Why make a tiered bed as opposed to a simple raised bed?
1. Carrots. The original tiered bed was designed to be high enough to grow carrots without them being troubled by carrot fly. Had I simply grown carrots in a 1m high box, a lot of soil would have been wasted filling the bed and it would be difficult to reach the middle of it to plants, weed and harvest.
2. Better access to light. The higher tiers get more sun. In my garden the back of the bed would be a damp and murky place were it not raised up to catch more sun.
3. Crop variety. It’s easier to adjust the soil to suit the crop in each tier. With carrots again, the soil in the top tier where the carrots are grown can have sand added to it which doesn’t affect the soil in the lower tiers which may have bonemeal added for strawberries, or manure for Chinese broccoli.
4. Crop rotation. Following on from variety above, crops can be ‘micro-rotated’ within the tiered bed with ease.
5. Warmth. The raised sides of each tier can reflect warmth on to the growing crops. This can be accentuated by painting the sides white, or even coating with silver foil.
6. Weed-free.

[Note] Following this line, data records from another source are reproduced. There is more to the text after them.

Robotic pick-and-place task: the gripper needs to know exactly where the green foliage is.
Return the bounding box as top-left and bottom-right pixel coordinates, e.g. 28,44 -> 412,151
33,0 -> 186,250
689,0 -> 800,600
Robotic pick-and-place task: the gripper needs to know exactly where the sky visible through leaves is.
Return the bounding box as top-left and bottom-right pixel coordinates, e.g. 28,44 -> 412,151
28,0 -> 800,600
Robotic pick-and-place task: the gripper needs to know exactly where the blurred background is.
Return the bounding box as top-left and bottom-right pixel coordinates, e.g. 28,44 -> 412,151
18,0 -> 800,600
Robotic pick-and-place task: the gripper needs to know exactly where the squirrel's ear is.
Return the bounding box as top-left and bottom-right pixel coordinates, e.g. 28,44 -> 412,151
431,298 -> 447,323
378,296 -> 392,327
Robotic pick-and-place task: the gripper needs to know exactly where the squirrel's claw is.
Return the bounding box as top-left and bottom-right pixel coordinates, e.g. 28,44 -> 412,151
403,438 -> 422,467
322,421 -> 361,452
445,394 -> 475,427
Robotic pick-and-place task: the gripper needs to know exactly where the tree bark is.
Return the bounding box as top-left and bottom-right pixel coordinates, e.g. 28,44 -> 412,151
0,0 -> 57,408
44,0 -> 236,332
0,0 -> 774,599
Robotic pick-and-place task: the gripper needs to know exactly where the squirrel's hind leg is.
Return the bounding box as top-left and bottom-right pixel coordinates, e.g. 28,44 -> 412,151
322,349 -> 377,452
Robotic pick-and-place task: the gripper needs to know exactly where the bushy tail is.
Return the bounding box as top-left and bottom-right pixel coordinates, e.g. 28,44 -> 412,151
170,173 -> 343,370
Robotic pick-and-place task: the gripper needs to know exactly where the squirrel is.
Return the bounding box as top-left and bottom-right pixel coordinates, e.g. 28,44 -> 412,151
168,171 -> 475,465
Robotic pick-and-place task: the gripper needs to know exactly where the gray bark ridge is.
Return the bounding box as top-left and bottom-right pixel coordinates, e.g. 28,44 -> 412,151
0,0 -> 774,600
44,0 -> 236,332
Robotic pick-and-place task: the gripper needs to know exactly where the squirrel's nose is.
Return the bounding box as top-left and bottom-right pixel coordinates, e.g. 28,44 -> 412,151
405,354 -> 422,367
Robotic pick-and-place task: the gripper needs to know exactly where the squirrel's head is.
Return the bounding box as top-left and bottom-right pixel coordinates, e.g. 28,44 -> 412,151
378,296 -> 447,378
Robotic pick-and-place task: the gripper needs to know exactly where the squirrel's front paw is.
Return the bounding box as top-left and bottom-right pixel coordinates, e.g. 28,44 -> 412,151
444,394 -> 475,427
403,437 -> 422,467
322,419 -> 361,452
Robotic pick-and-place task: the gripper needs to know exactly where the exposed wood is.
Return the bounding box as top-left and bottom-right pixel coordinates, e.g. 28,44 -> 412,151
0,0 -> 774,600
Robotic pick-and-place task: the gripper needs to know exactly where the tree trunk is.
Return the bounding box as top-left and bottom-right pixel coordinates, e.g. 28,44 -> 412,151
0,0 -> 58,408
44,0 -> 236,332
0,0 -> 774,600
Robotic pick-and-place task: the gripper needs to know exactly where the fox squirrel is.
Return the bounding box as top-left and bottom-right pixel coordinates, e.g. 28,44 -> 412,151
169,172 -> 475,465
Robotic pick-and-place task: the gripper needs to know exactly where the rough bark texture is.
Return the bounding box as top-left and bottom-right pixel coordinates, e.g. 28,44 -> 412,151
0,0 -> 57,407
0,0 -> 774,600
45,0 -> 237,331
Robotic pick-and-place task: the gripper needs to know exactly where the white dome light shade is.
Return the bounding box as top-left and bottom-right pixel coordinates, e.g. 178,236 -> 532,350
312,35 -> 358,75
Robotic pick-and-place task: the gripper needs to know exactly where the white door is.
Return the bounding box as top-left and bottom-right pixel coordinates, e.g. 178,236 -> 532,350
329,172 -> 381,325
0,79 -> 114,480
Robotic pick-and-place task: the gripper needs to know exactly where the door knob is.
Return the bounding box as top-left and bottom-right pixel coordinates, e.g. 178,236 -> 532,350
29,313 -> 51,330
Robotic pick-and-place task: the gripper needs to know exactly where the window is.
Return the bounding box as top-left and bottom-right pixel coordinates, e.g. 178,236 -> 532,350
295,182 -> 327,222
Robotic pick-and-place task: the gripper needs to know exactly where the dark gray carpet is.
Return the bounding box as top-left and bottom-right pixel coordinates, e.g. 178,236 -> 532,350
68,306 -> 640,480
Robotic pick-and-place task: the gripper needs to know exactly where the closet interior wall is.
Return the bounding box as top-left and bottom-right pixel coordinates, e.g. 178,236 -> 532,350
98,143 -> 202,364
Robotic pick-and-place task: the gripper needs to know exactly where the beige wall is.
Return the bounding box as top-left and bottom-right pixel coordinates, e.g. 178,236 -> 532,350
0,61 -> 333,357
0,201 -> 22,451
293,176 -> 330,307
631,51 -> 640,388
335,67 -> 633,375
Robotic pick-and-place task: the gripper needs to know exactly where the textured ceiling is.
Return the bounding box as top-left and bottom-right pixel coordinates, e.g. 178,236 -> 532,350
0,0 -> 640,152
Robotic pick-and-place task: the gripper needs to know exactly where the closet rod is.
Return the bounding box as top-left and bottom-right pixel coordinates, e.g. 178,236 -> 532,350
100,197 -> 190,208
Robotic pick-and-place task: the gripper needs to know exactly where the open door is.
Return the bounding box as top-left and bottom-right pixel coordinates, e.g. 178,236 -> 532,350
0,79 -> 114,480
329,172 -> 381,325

Maybe this is down more to ground preparation but I find the tiered bed is to all intents and purposes weed-free, more so even than a conventional raised bed.
7. Aesthetically pleasing. A tiered bed does look smart, even a bit of a talking point. And in my narrow garden, the tiered bed gives the impression of width. I’m sure an artist could explain why.
Now, out of sheer laziness, I find myself beyond the point of no return in building a massive three-tiered bed on the allotment. I measured up a corner of the bed just under the asparagus where the slope makes it shady and prone to poor drainage – both problems which will be nicely alleviated by a raised bed – and then decided I couldn’t be bothered to cut all the gravel boards to fit, so might as well just use 2.4m boards for the base uncut. That base has now gone down and it’s HUGE. This year as well as carrots in the top, I’ll plant out the courgettes in the lower tiers – I can fill these with lot of kitchen compost which the courgettes like.